First of all, the reason is that Kafka only performs Sequence I/O on the disk. Due to the special reading and writing of the message system, there is no problem. For disk I/O performance, refer to a group of test data (Raid-5, 7200 rpm) officially provided by Kafka ):

Sequence I/O: 600 MB/s
Random I/O: 100KB/s

Therefore, only Sequence I/O restrictions are imposed to avoid the impact of low disk access speeds on performance.

Next, let's talk about how kafka "describes the path ".

First, Kafka relies heavily on the PageCache feature provided by the underlying operating system. When a write operation is performed on the upper layer, the operating system only writes data to PageCache and marks the Page attribute as Dirty. When a read operation occurs, search from PageCache first. If a page is missing, the disk is scheduled and the required data is returned. In fact, PageCache uses as much free memory as the disk cache. At the same time, if other processes apply for memory, the cost of recycling PageCache is very small, so modern OS supports PageCache.
Using the PageCache function can avoid caching data in the JVM. The JVM provides us with powerful GC capabilities and introduces some problems that are not applicable to Kafka.

Kafka architecture design of the distributed publish/subscribe message system

Apache Kafka code example

Apache Kafka tutorial notes

Principles and features of Apache kafka (0.8 V)

Kafka deployment and code instance

Introduction to Kafka and establishment of Cluster Environment


 
• If the cache is managed in Heap, jvm gc threads frequently scan Heap space, causing unnecessary overhead.

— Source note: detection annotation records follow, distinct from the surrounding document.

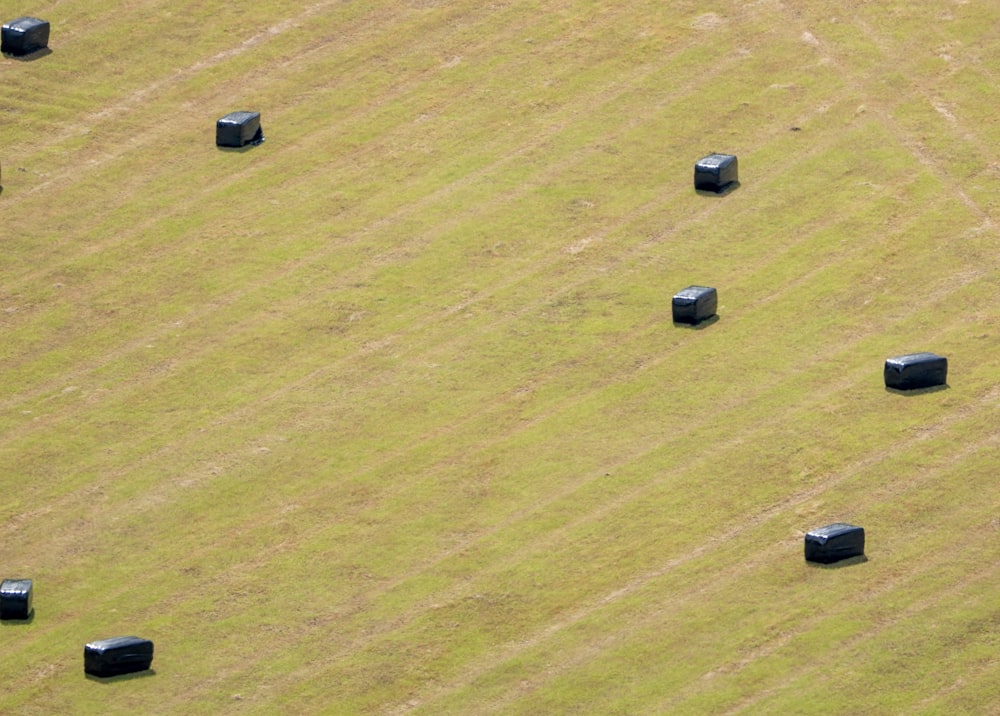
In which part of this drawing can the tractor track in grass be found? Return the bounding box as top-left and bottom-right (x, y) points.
(398, 400), (1000, 713)
(0, 12), (752, 402)
(5, 102), (896, 516)
(5, 3), (1000, 711)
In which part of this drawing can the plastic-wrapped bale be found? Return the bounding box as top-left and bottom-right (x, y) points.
(883, 353), (948, 390)
(215, 112), (264, 147)
(83, 636), (153, 678)
(0, 579), (32, 619)
(0, 17), (49, 55)
(694, 154), (739, 193)
(805, 522), (865, 564)
(672, 286), (719, 325)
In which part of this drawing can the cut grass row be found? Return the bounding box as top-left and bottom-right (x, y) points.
(2, 3), (996, 713)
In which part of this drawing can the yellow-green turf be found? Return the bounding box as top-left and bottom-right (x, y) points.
(0, 0), (1000, 715)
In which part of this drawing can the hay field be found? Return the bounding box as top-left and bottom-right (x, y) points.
(0, 0), (1000, 715)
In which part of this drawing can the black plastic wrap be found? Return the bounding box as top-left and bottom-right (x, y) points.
(0, 17), (49, 55)
(83, 636), (153, 677)
(883, 353), (948, 390)
(805, 522), (865, 564)
(672, 286), (719, 325)
(0, 579), (32, 619)
(694, 154), (739, 192)
(215, 112), (264, 147)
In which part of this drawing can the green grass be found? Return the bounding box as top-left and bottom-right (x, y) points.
(0, 0), (1000, 714)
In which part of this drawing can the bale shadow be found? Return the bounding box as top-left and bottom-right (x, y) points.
(885, 383), (951, 398)
(3, 47), (52, 62)
(674, 313), (719, 331)
(84, 669), (156, 684)
(694, 181), (740, 197)
(806, 554), (868, 569)
(0, 609), (35, 626)
(215, 144), (257, 154)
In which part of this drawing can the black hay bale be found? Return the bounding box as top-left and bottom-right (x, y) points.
(883, 353), (948, 390)
(83, 636), (153, 678)
(694, 154), (739, 194)
(0, 17), (49, 56)
(215, 112), (264, 147)
(0, 579), (32, 619)
(805, 522), (865, 564)
(672, 286), (719, 325)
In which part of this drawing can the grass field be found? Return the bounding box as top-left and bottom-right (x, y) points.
(0, 0), (1000, 716)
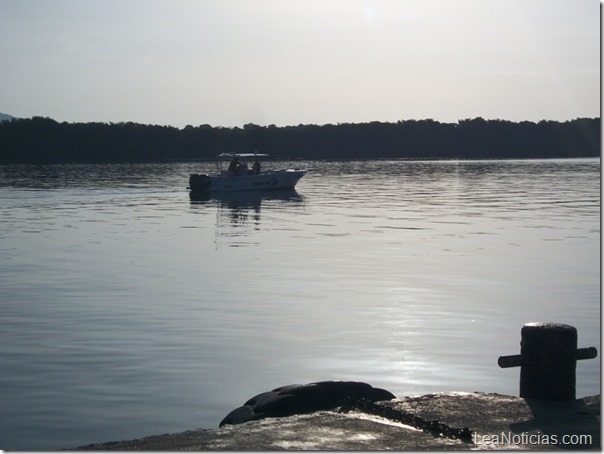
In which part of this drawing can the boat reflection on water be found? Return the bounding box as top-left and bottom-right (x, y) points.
(189, 188), (304, 247)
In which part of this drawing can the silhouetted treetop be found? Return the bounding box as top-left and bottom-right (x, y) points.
(0, 117), (601, 163)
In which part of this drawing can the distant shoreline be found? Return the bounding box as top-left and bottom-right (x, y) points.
(0, 117), (601, 163)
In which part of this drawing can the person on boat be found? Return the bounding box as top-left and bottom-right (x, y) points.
(252, 159), (262, 175)
(228, 156), (241, 175)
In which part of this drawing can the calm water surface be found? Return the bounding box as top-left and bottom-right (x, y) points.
(0, 160), (600, 450)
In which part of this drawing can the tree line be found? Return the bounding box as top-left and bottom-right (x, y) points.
(0, 117), (601, 163)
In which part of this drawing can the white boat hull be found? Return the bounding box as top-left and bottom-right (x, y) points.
(189, 169), (307, 192)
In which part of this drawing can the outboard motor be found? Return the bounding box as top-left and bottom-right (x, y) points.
(189, 173), (210, 192)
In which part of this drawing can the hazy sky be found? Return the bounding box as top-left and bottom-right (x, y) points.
(0, 0), (600, 127)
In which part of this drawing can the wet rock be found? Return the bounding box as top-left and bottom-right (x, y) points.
(220, 381), (395, 427)
(76, 393), (601, 451)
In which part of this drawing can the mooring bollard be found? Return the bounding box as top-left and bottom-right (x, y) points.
(497, 323), (598, 400)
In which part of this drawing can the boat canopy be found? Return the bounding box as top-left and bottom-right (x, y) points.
(218, 152), (268, 158)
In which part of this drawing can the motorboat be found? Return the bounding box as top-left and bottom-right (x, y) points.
(188, 153), (308, 193)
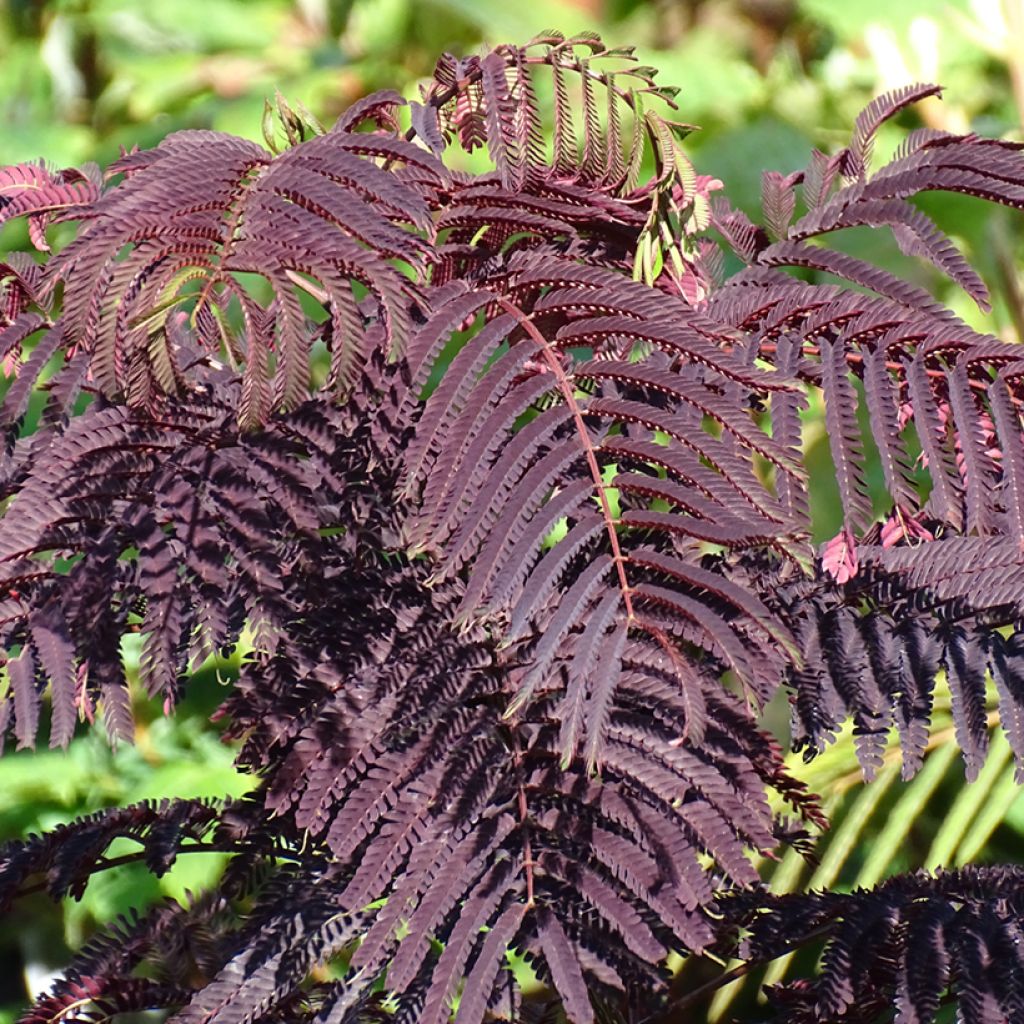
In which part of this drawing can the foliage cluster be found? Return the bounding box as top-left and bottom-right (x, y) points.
(0, 28), (1024, 1022)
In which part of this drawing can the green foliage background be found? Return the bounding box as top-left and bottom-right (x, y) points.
(0, 0), (1024, 1024)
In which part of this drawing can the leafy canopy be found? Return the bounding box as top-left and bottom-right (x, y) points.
(0, 33), (1024, 1024)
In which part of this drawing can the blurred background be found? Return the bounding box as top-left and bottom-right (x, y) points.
(0, 0), (1024, 1024)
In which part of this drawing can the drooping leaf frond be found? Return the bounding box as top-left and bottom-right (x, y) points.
(0, 33), (1024, 1024)
(729, 866), (1024, 1024)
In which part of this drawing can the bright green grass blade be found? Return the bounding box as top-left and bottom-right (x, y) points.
(924, 730), (1012, 871)
(853, 737), (959, 889)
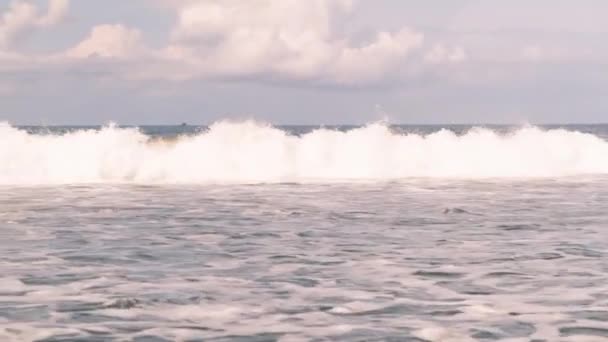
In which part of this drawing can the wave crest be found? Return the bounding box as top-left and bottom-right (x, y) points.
(0, 121), (608, 184)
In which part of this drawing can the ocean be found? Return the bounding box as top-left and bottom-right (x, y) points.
(0, 121), (608, 342)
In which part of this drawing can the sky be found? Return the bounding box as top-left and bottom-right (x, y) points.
(0, 0), (608, 125)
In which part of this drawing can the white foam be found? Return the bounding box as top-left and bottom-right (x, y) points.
(0, 121), (608, 185)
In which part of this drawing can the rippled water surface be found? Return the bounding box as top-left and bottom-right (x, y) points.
(0, 178), (608, 341)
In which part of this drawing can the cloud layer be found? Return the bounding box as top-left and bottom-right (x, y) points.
(0, 0), (467, 85)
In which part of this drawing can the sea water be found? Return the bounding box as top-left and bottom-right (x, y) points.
(0, 122), (608, 341)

If the Heap is too large, executing a Full GC operation poses a great challenge to the system availability.
• All objects in the JVM may inevitably carry an Object Overhead (never underestimate), so the effective space usage of the memory will be reduced.
• All In-Process caches share the same PageCache In the OS. Therefore, you can increase the cache space by at least doubled by caching only in PageCache.
• If Kafka is restarted, all In-Process Cache will be invalid, while PageCache managed by OS can still be used.

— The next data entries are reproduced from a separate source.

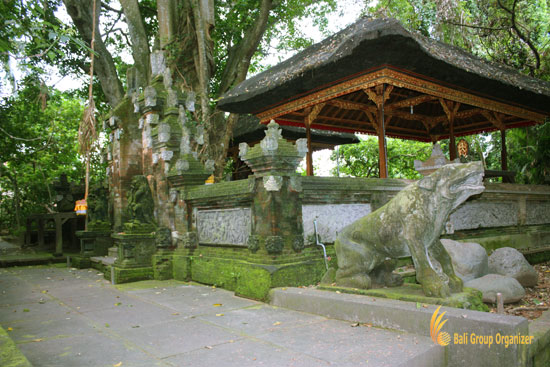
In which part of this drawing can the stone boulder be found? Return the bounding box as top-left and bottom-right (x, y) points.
(489, 247), (539, 287)
(441, 239), (489, 282)
(464, 274), (525, 303)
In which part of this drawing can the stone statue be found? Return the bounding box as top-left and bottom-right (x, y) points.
(335, 162), (485, 297)
(127, 175), (155, 223)
(87, 185), (110, 230)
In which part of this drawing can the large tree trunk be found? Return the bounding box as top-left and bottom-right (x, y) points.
(120, 0), (151, 86)
(63, 0), (124, 107)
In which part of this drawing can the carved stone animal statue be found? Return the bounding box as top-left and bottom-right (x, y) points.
(335, 162), (485, 297)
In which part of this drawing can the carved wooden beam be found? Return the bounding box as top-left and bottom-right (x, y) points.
(304, 103), (325, 126)
(481, 110), (506, 130)
(363, 85), (393, 108)
(384, 94), (437, 110)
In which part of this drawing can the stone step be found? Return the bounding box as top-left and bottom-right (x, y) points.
(90, 256), (116, 266)
(269, 287), (529, 367)
(108, 247), (118, 257)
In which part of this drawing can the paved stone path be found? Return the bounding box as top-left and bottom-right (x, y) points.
(0, 267), (435, 367)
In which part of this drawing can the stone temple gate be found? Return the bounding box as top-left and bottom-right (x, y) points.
(73, 20), (550, 299)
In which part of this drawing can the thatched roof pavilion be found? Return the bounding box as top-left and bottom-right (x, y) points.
(227, 114), (360, 179)
(218, 18), (550, 177)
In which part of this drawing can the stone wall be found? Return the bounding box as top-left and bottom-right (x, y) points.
(181, 177), (550, 252)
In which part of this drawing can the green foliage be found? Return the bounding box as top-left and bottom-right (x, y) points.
(506, 122), (550, 185)
(212, 0), (336, 96)
(330, 136), (432, 179)
(0, 0), (89, 92)
(0, 77), (104, 228)
(365, 0), (550, 80)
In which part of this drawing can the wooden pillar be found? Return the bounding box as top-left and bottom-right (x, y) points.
(69, 215), (78, 249)
(363, 84), (393, 178)
(38, 218), (44, 247)
(306, 124), (313, 176)
(439, 98), (460, 161)
(54, 214), (63, 256)
(304, 103), (325, 176)
(449, 116), (456, 161)
(378, 108), (388, 178)
(25, 218), (32, 246)
(500, 129), (508, 171)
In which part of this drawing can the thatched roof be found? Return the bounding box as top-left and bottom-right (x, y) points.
(218, 18), (550, 116)
(231, 114), (360, 150)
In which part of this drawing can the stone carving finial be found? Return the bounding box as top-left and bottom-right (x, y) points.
(124, 175), (155, 233)
(239, 143), (250, 160)
(151, 50), (166, 77)
(239, 120), (307, 177)
(414, 143), (458, 176)
(260, 120), (283, 154)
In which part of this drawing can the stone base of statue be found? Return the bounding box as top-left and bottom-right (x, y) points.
(318, 283), (489, 311)
(71, 228), (113, 269)
(111, 232), (156, 284)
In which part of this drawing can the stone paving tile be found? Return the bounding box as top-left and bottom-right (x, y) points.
(165, 339), (331, 367)
(199, 304), (326, 336)
(258, 319), (435, 367)
(83, 299), (183, 329)
(117, 319), (245, 358)
(7, 314), (95, 343)
(0, 267), (440, 367)
(18, 333), (167, 367)
(0, 300), (75, 324)
(128, 286), (261, 315)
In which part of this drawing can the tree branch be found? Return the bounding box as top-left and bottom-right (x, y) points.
(442, 19), (508, 31)
(497, 0), (540, 70)
(120, 0), (151, 85)
(101, 2), (123, 15)
(219, 0), (274, 95)
(63, 0), (124, 107)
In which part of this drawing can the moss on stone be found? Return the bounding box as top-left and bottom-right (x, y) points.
(524, 251), (550, 264)
(153, 254), (173, 280)
(319, 284), (489, 312)
(235, 264), (272, 300)
(112, 266), (154, 284)
(172, 254), (191, 280)
(71, 256), (92, 269)
(115, 279), (189, 292)
(191, 256), (237, 291)
(0, 326), (31, 367)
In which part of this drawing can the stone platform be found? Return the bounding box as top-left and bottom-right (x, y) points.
(0, 267), (445, 367)
(318, 283), (489, 311)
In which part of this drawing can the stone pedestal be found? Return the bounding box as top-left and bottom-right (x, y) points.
(111, 233), (156, 283)
(239, 121), (307, 256)
(71, 231), (113, 269)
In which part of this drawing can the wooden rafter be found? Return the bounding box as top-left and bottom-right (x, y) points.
(481, 110), (506, 130)
(304, 103), (325, 126)
(257, 68), (546, 123)
(384, 94), (437, 110)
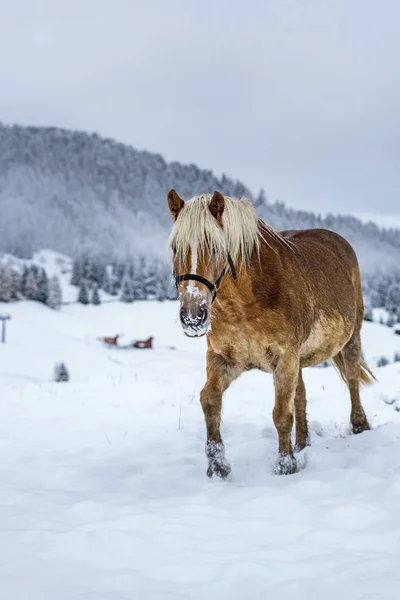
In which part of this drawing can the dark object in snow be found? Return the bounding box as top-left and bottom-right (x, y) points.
(376, 356), (390, 367)
(99, 333), (119, 346)
(132, 337), (154, 348)
(54, 363), (69, 383)
(0, 315), (11, 344)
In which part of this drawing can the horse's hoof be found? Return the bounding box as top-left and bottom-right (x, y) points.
(352, 421), (371, 435)
(294, 438), (311, 454)
(206, 441), (231, 479)
(207, 459), (231, 479)
(272, 454), (298, 475)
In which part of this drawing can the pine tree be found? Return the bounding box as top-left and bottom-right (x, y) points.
(24, 266), (38, 300)
(71, 258), (83, 287)
(78, 279), (89, 304)
(100, 269), (111, 294)
(47, 275), (62, 310)
(36, 269), (49, 304)
(11, 269), (21, 300)
(121, 273), (134, 302)
(54, 363), (69, 383)
(143, 263), (157, 299)
(386, 311), (397, 327)
(0, 264), (12, 302)
(364, 299), (374, 321)
(254, 189), (267, 208)
(21, 265), (29, 296)
(92, 283), (101, 306)
(385, 282), (400, 313)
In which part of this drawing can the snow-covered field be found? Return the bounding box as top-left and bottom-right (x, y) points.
(0, 302), (400, 600)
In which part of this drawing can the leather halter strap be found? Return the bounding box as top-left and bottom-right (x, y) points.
(174, 254), (237, 304)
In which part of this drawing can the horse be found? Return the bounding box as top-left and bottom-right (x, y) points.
(168, 189), (374, 478)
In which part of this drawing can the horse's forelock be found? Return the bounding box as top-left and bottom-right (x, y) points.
(169, 194), (287, 265)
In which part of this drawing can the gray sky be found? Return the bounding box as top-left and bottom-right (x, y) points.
(0, 0), (400, 213)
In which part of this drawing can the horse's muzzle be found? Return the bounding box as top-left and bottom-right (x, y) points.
(179, 306), (210, 337)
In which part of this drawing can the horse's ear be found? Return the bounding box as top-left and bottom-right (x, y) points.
(168, 190), (185, 221)
(209, 192), (225, 222)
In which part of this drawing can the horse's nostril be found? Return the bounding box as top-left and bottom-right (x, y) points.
(200, 308), (208, 325)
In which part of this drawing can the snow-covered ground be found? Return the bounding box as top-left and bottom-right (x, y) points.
(0, 302), (400, 600)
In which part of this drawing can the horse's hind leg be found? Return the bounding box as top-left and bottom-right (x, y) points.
(200, 350), (241, 478)
(334, 332), (370, 433)
(294, 369), (310, 452)
(272, 353), (299, 475)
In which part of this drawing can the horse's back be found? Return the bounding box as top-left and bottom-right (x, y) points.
(280, 229), (358, 267)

PageCache is only the first step. Kafka uses Sendfile technology to further optimize performance. Before interpreting Sendfile, we will first introduce the traditional network I/O operation procedures, which are roughly divided into the following four steps.

1. the OS reads data from the hard disk to the PageCache in the kernel.
2. the user process copies data from the kernel area to the user area.
3. the user process then writes data to the Socket, and the data enters the Socket Buffer in the kernel zone.
4. the OS then copies the data from the Buffer to the Buffer of the NIC to complete the sending.

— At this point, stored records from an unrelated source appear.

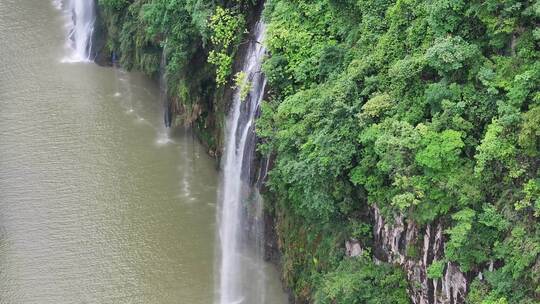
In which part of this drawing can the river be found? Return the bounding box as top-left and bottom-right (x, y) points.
(0, 0), (286, 304)
(0, 0), (218, 304)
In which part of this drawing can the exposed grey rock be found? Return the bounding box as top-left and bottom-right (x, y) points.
(372, 206), (468, 304)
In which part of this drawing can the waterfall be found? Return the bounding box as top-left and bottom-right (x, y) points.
(158, 45), (172, 145)
(64, 0), (96, 62)
(218, 22), (266, 304)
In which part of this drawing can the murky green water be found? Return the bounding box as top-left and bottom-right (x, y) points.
(0, 0), (218, 304)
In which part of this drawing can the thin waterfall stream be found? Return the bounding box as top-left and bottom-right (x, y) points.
(0, 0), (286, 304)
(218, 22), (284, 304)
(59, 0), (96, 62)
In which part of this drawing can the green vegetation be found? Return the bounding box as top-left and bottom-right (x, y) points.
(95, 0), (540, 304)
(258, 0), (540, 304)
(98, 0), (253, 151)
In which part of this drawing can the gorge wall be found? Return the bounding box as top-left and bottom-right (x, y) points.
(94, 0), (540, 304)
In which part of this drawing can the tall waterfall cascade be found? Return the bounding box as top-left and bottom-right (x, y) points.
(218, 22), (266, 304)
(57, 0), (96, 62)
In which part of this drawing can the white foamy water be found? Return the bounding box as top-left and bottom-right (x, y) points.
(217, 22), (285, 304)
(59, 0), (96, 63)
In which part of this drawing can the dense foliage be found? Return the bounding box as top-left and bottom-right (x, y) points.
(95, 0), (540, 304)
(258, 0), (540, 304)
(98, 0), (253, 150)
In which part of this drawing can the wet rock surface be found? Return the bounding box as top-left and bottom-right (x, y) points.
(372, 206), (468, 304)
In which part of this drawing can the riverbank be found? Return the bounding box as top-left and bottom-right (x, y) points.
(90, 0), (540, 304)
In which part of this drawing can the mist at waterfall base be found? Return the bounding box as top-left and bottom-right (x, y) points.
(217, 22), (286, 304)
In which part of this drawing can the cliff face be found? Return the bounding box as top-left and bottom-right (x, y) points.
(371, 206), (468, 304)
(94, 0), (540, 304)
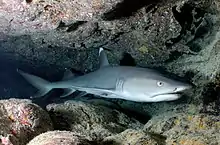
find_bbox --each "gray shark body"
[18,48,191,102]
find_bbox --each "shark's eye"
[157,81,163,87]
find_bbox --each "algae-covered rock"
[47,101,142,140]
[0,99,53,145]
[27,131,91,145]
[102,129,161,145]
[144,113,220,145]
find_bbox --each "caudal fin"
[17,69,53,98]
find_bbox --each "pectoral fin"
[60,88,76,98]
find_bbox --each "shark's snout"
[173,84,192,93]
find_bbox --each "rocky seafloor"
[0,0,220,145]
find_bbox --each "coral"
[27,131,91,145]
[102,129,161,145]
[144,113,220,145]
[0,99,53,145]
[47,101,143,140]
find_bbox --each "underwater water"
[0,0,220,145]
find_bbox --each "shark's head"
[124,71,192,102]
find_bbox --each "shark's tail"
[17,69,53,98]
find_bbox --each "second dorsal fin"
[99,47,109,68]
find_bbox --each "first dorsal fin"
[62,68,75,80]
[99,47,109,68]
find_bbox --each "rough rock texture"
[0,0,220,144]
[144,113,220,145]
[47,101,143,140]
[27,131,92,145]
[101,129,162,145]
[0,99,53,145]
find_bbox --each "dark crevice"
[165,3,214,62]
[102,0,160,21]
[200,82,220,116]
[120,52,136,66]
[165,50,183,63]
[57,21,87,32]
[166,4,210,49]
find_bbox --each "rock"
[27,131,91,145]
[0,99,53,145]
[0,0,122,33]
[47,101,142,140]
[144,113,220,145]
[102,129,161,145]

The entire process involves two Context switches and four System calls. Duplicate copying of the same data between the kernel Buffer and the user Buffer is inefficient. Steps 2 and 3 are not necessary. data can be copied directly in the internal kernel. This is exactly the problem solved by Sendfile. After Sendfile is optimized, the entire I/O process is like the following.

It is not difficult to see from the above introduction that the original design of Kafka is to make every effort to complete data exchange in the memory, whether as an external message system or internal interaction with the underlying operating system. If the production and consumption progress between Producer and Consumer are properly matched, no I/O can be exchanged for data. This is why I say that Kafka's use of "Hard Disk" does not cause excessive performance loss. The following are some indicators I have collected in the production environment.